Deep Learning from Scratch to GPU - 6 - CUDA and OpenCL

You can adopt a pet function! Support my work on my Patreon page, and access my dedicated discussion server. Can't afford to donate? Ask for a free invite.

February 28, 2019

If you haven't yet, read my introduction to this series in Deep Learning in Clojure from Scratch to GPU - Part 0 - Why Bother?.

The previous article, Part 5, is here: Sharing Memory.

To run the code, you need a Clojure project with Neanderthal () included as a dependency. If you're in a hurry, you can clone Neanderthal Hello World project.

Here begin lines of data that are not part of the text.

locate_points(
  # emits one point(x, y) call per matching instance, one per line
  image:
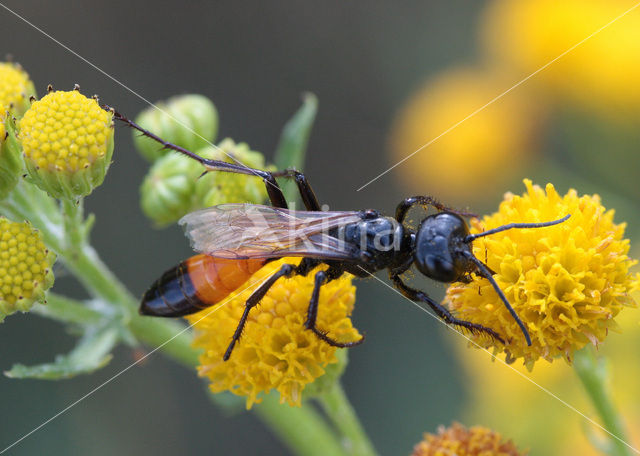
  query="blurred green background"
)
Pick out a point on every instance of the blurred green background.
point(365, 61)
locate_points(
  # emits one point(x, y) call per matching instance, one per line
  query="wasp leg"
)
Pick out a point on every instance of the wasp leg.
point(287, 270)
point(304, 188)
point(403, 208)
point(441, 311)
point(321, 278)
point(273, 189)
point(269, 178)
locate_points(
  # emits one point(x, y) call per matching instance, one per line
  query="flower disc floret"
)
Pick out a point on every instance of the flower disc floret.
point(68, 142)
point(460, 441)
point(25, 267)
point(15, 88)
point(275, 351)
point(566, 282)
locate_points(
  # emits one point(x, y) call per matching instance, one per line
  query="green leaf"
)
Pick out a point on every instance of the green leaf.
point(92, 352)
point(292, 146)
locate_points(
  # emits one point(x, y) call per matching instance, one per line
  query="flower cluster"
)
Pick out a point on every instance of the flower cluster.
point(275, 351)
point(25, 267)
point(566, 282)
point(67, 140)
point(461, 441)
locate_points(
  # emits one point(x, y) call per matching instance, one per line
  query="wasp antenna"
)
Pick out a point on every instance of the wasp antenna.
point(509, 226)
point(485, 272)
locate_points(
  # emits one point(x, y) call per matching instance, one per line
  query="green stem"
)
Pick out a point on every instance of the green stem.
point(592, 372)
point(300, 428)
point(336, 404)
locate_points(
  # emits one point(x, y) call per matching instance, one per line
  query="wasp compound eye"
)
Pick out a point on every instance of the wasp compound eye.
point(439, 241)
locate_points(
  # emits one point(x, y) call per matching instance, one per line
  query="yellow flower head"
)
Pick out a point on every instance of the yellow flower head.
point(25, 267)
point(15, 88)
point(600, 74)
point(460, 441)
point(275, 351)
point(472, 155)
point(68, 142)
point(566, 282)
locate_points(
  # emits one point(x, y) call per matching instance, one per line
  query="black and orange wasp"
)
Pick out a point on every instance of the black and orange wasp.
point(236, 240)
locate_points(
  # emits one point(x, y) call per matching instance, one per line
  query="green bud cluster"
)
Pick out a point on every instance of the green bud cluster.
point(189, 121)
point(175, 185)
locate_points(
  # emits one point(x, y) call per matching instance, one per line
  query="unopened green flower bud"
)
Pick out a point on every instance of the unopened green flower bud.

Don't forget to read at least some introduction from Neural Networks and Deep Learning, start up the REPL from your favorite Clojure development environment, and let's continue with the tutorial.

(require '[uncomplicate.commons.core :refer [with-release let-release Releaseable release]]
'[uncomplicate.clojurecuda.core :as cuda :refer [current-context default-stream synchronize!]]
'[uncomplicate.clojurecl.core :as opencl :refer [*context* *command-queue* finish!]]
'[uncomplicate.neanderthal
[core :refer [axpy! scal! transfer! transfer mm! rk! view-ge vctr ge entry!]]
[native :refer [native-double native-float dv dge]]
[vect-math :refer [tanh! linear-frac!]]
[cuda :refer [cuda-float]]
[opencl :refer [opencl-float]]])
(import 'clojure.lang.IFn)


The network diagram

I'm repeating the network diagram from the previous article as a convenient reference.

The inference layer type

We're starting from the existing layer type, and trim it down a bit. The single-input function is redundant. We keep just the batch version.

(defprotocol Parameters
(weights [this])
(bias [this]))

(deftype FullyConnectedInference [w b activ-fn]
Releaseable
(release [_]
(release w)
(release b))
Parameters
(weights [this] w)
(bias [this] b)
IFn
(invoke [_ x ones a]
(activ-fn (rk! -1.0 b ones (mm! 1.0 w x 0.0 a)))))


All functions that we have used, axpy, mm, etc., are polymorphic and general in respect to the device they execute on: CPU, Nvidia GPU, AMD GPU, and Intel GPU. The activation functions that we have used are general, too.

(defn sigmoid! [x]
(linear-frac! 0.5 (tanh! (scal! 0.5 x)) 0.5))


The dispatch to the right implementation is being done by the type of the vector or matrix structure at hand. The constructor function that we have used is hard-coded for using double floating point numbers, to exist in main memory, and use the native CPU backend (dge and dv constructors).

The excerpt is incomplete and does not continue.